As the press release describes this unnamed game:

“In this experience, the lines between the mind and the environment blur, colliding and transforming with each choice, leading players through an ever-evolving narrative landscape.”

So far, only two names are attached to Longdue and that is Grant Roberts (Narrative Director) and Riaz Moola (investor representative). Roberts is previously worked at Bungie among other studios. No ex-ZA/UM members are named yet.

The next to announce was Dark Math Games. Described as “a breakaway group from the original development team of Disco Elysium”, this team of 20 (half of which are ex-ZA/UM) is founded by four people, of which Timo Albert is one of them. Albert worked on Disco Elysium as a motion graphic designer, and now serves as Art Director/Technical Lead at Dark Math Games.

Dark Math Games announced their debut game, XXX Nightshift. This detective RPG has you play as Patrol Op Dinorah Katz who is stranded at a ski resort in Antarctica. And you’ll be solving cases with multiple options in doing so, utilising a role-play system. Screenshots and the reveal trailer show a very Disco Elysium-like presentation. A tall textbox that scrolls downward, a portrait somewhere between the text box and the isometric game world, ethereal narration.

XXX Nightshift will be coming to PC (Steam). No release date was announced.

And finally there’s Summer Eternal. Rather than a press release, this dev team has a website and the first image you see is a house on fire.

And there’s a manifesto that includes these sentences:

“Our art has been dressed down into an industry, and this industry has been pilfered by corrupt executives, by the vulgar profiteering of corporate bodies moving like leviathans in the dark, burning human fuel in their insatiable lust for money”
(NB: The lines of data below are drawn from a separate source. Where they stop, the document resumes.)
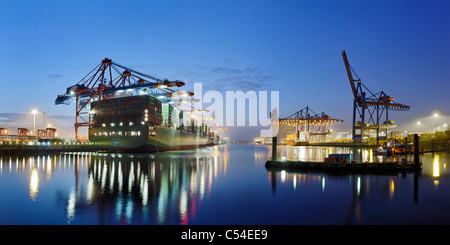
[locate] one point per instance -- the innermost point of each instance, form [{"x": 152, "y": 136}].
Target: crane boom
[{"x": 350, "y": 76}]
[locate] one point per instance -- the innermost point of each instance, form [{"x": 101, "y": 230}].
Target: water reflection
[
  {"x": 126, "y": 188},
  {"x": 177, "y": 187},
  {"x": 362, "y": 188}
]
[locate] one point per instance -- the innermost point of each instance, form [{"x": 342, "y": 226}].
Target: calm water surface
[{"x": 222, "y": 185}]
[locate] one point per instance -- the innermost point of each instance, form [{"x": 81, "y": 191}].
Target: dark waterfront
[{"x": 220, "y": 185}]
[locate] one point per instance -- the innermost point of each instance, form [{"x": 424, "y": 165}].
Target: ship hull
[{"x": 149, "y": 139}]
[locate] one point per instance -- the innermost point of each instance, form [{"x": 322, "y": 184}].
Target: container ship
[
  {"x": 143, "y": 123},
  {"x": 132, "y": 117}
]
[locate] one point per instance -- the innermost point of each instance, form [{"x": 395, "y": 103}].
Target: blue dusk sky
[{"x": 294, "y": 47}]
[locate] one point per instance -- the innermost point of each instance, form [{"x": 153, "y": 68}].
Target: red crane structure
[
  {"x": 308, "y": 123},
  {"x": 370, "y": 107},
  {"x": 105, "y": 80}
]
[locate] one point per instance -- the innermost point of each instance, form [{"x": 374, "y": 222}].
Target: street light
[
  {"x": 34, "y": 112},
  {"x": 435, "y": 127}
]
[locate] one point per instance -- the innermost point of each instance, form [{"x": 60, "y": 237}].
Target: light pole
[
  {"x": 34, "y": 121},
  {"x": 418, "y": 123}
]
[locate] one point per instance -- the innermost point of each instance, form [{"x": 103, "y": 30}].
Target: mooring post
[
  {"x": 416, "y": 149},
  {"x": 274, "y": 149}
]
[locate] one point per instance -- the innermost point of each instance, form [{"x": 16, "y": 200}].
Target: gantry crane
[
  {"x": 307, "y": 123},
  {"x": 108, "y": 78},
  {"x": 375, "y": 105}
]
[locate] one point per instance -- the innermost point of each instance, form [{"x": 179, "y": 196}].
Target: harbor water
[{"x": 217, "y": 185}]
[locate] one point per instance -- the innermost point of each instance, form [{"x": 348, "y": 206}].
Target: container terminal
[{"x": 126, "y": 111}]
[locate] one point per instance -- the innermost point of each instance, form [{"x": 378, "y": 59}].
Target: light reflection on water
[{"x": 188, "y": 187}]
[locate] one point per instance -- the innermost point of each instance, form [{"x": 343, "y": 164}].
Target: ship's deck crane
[
  {"x": 109, "y": 78},
  {"x": 375, "y": 104}
]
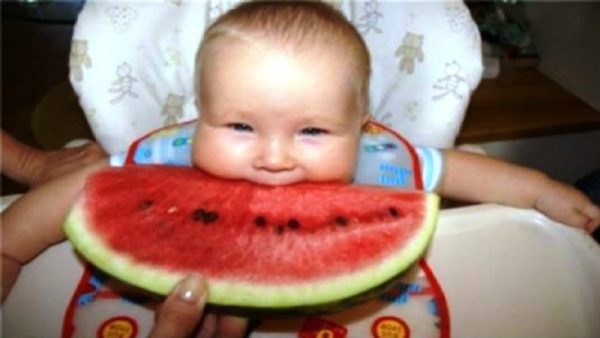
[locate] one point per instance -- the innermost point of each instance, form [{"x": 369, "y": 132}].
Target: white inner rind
[{"x": 237, "y": 293}]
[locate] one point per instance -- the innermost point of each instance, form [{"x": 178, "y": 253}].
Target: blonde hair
[{"x": 296, "y": 25}]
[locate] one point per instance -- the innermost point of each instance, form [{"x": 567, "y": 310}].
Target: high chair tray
[{"x": 505, "y": 272}]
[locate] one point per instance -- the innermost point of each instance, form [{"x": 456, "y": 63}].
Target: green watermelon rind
[{"x": 239, "y": 294}]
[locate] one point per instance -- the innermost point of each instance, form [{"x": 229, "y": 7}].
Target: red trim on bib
[
  {"x": 440, "y": 299},
  {"x": 411, "y": 150}
]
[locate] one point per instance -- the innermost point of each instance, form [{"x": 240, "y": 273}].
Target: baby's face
[{"x": 273, "y": 118}]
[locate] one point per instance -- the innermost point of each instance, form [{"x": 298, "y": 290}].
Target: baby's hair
[{"x": 296, "y": 26}]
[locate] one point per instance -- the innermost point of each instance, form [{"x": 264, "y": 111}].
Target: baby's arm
[
  {"x": 477, "y": 178},
  {"x": 34, "y": 222}
]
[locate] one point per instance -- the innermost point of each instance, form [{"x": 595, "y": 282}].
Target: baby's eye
[
  {"x": 238, "y": 126},
  {"x": 313, "y": 131}
]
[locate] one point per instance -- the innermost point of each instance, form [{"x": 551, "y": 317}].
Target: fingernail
[{"x": 192, "y": 290}]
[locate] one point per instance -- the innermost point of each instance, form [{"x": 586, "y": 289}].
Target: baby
[{"x": 283, "y": 93}]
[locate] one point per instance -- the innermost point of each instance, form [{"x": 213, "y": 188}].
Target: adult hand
[
  {"x": 33, "y": 166},
  {"x": 59, "y": 162},
  {"x": 182, "y": 314}
]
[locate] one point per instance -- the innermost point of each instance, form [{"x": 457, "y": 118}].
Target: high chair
[{"x": 503, "y": 272}]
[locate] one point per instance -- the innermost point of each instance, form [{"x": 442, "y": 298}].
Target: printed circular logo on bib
[
  {"x": 118, "y": 327},
  {"x": 316, "y": 327},
  {"x": 390, "y": 327}
]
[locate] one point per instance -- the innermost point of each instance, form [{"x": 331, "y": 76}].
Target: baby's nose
[{"x": 274, "y": 156}]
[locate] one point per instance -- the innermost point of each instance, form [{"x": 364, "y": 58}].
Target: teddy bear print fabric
[{"x": 132, "y": 64}]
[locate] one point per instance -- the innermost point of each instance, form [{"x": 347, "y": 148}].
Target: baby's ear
[{"x": 366, "y": 118}]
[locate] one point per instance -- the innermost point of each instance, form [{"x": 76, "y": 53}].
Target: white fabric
[{"x": 132, "y": 64}]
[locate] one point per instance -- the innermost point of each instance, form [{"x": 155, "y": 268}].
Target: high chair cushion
[{"x": 132, "y": 64}]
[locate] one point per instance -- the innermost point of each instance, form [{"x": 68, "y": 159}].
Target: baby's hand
[
  {"x": 59, "y": 162},
  {"x": 567, "y": 205}
]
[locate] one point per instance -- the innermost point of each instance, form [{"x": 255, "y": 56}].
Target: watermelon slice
[{"x": 260, "y": 247}]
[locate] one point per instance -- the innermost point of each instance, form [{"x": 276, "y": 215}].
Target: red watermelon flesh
[{"x": 258, "y": 246}]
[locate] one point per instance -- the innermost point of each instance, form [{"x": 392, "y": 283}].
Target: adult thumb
[{"x": 182, "y": 310}]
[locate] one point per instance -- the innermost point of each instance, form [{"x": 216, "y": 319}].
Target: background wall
[{"x": 567, "y": 37}]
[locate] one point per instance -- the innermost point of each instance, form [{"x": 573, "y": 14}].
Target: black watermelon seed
[
  {"x": 198, "y": 215},
  {"x": 293, "y": 224},
  {"x": 145, "y": 204},
  {"x": 279, "y": 229},
  {"x": 210, "y": 217},
  {"x": 343, "y": 221},
  {"x": 260, "y": 221},
  {"x": 393, "y": 212}
]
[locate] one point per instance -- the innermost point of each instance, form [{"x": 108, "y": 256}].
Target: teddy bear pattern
[{"x": 146, "y": 82}]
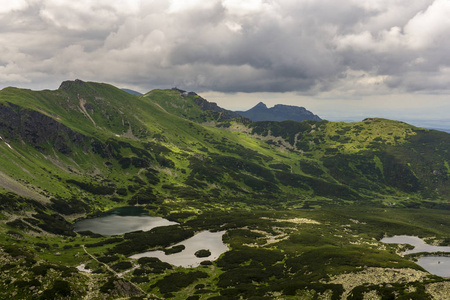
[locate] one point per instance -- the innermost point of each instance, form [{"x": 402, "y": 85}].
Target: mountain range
[
  {"x": 54, "y": 143},
  {"x": 304, "y": 204},
  {"x": 279, "y": 112}
]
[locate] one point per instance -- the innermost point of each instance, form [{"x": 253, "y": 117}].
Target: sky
[{"x": 341, "y": 59}]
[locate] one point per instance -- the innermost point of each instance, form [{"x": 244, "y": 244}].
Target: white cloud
[
  {"x": 8, "y": 6},
  {"x": 309, "y": 46}
]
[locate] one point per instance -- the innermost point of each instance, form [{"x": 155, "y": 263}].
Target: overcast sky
[{"x": 342, "y": 59}]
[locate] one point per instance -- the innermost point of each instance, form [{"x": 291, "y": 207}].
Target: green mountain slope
[{"x": 95, "y": 141}]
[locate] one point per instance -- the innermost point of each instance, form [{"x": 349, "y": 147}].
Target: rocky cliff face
[{"x": 37, "y": 129}]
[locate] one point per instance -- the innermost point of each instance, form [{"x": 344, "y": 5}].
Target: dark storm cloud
[{"x": 347, "y": 46}]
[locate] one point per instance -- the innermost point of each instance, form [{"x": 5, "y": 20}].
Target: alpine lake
[
  {"x": 132, "y": 218},
  {"x": 435, "y": 264}
]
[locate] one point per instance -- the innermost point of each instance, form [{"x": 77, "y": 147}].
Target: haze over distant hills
[{"x": 279, "y": 112}]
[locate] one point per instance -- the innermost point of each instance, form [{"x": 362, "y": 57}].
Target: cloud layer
[{"x": 339, "y": 48}]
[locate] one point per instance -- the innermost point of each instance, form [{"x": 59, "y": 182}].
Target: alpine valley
[{"x": 303, "y": 205}]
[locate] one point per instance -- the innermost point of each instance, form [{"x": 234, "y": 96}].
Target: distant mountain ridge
[
  {"x": 279, "y": 112},
  {"x": 132, "y": 92}
]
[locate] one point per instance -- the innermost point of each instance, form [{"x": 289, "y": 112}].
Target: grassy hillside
[
  {"x": 304, "y": 204},
  {"x": 91, "y": 140}
]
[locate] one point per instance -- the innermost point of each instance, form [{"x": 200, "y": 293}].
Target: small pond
[
  {"x": 437, "y": 265},
  {"x": 121, "y": 220},
  {"x": 211, "y": 241}
]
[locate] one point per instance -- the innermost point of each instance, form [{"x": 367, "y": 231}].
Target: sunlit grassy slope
[{"x": 95, "y": 142}]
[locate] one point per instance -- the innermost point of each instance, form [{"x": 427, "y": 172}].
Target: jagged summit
[{"x": 279, "y": 112}]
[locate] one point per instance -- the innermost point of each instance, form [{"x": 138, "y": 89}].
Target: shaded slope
[{"x": 95, "y": 142}]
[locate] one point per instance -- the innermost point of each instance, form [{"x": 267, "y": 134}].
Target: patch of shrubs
[
  {"x": 69, "y": 206},
  {"x": 94, "y": 188},
  {"x": 174, "y": 249},
  {"x": 123, "y": 265},
  {"x": 176, "y": 281},
  {"x": 157, "y": 237},
  {"x": 54, "y": 224},
  {"x": 202, "y": 253}
]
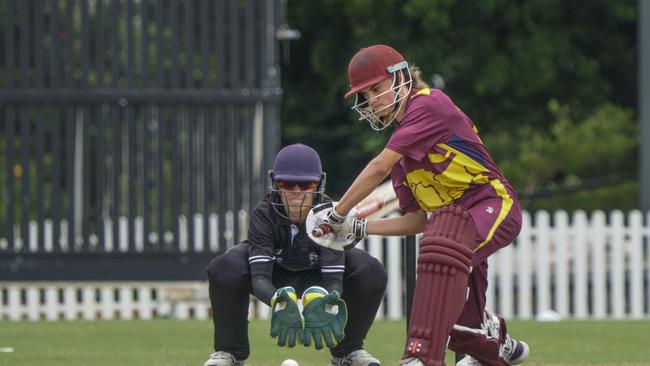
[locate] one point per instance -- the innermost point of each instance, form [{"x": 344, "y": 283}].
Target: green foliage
[
  {"x": 570, "y": 154},
  {"x": 516, "y": 68}
]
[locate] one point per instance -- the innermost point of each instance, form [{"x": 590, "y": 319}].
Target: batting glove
[
  {"x": 335, "y": 221},
  {"x": 286, "y": 322},
  {"x": 355, "y": 229},
  {"x": 325, "y": 317}
]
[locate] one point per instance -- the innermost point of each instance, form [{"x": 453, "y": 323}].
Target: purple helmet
[{"x": 296, "y": 163}]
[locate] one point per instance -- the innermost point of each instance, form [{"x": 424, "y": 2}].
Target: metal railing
[{"x": 144, "y": 110}]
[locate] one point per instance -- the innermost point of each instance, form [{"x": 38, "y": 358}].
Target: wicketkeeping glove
[
  {"x": 325, "y": 317},
  {"x": 286, "y": 322},
  {"x": 335, "y": 220}
]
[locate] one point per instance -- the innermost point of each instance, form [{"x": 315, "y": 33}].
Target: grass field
[{"x": 178, "y": 343}]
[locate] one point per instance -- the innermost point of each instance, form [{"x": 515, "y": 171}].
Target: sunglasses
[{"x": 289, "y": 186}]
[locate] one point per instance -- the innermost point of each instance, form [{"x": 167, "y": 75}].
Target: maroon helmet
[{"x": 370, "y": 66}]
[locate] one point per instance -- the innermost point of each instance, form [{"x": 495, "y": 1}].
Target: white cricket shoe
[
  {"x": 359, "y": 357},
  {"x": 221, "y": 358},
  {"x": 411, "y": 361},
  {"x": 511, "y": 350}
]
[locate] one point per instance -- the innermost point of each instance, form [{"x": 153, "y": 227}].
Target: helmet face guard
[
  {"x": 282, "y": 209},
  {"x": 296, "y": 164},
  {"x": 366, "y": 112}
]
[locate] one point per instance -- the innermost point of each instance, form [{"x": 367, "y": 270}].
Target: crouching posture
[{"x": 279, "y": 263}]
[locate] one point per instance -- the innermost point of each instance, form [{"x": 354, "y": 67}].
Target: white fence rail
[{"x": 572, "y": 266}]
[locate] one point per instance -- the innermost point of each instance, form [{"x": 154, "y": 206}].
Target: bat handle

“Large language models— simulacra, cold comfort, real-doll pocket-pussy, cyberspace freezer of an abandoned IM-chat—which today passes off for ‘artificial intelligence’, will never be able to offer a dialogue with the vision of another human being.”

Summer Eternal has a few names attached to the collective, including Argo Tuulik (writer on Disco Elysium). Tuulik’s blog post on the Summer Eternal site is also filled with the verbose writing you’d expect from Disco Elysium.

These three new entities that are making a spiritual successor to Disco Elysium joins Red Info. This is a company created by Robert Kurvitz and Aleksander Rostov, two of the leading creative figures that founded the ZA/UM collective and created the IP of Elysium, which Disco Elysium is part of. According to People Make Games, Red Info has the backing of NetEase Games. Red Info has not made a public announcement of its existence yet.

Disco Elysium released on October 15, 2019 to critical acclaim. After the release, and the Final Cut version, ZA/UM has been rather rocky, to say the least. The company laid off staff and canceled its third project in two years back in February.

The People Make Games documentary details the mess which has resulted core members of ZA/UM to leave the company. And it also explains why not every ex-ZA/UM employee would want to publicly attach their name to new projects just yet.

While the chance to see Disco Elysium 2 may be impossible with the state of ZA/UM is currently, the chance to see Disco Elysium successors that carries that raw, inspiring writing as well as a clever expression of role-play systems outside of combat, has significantly increased.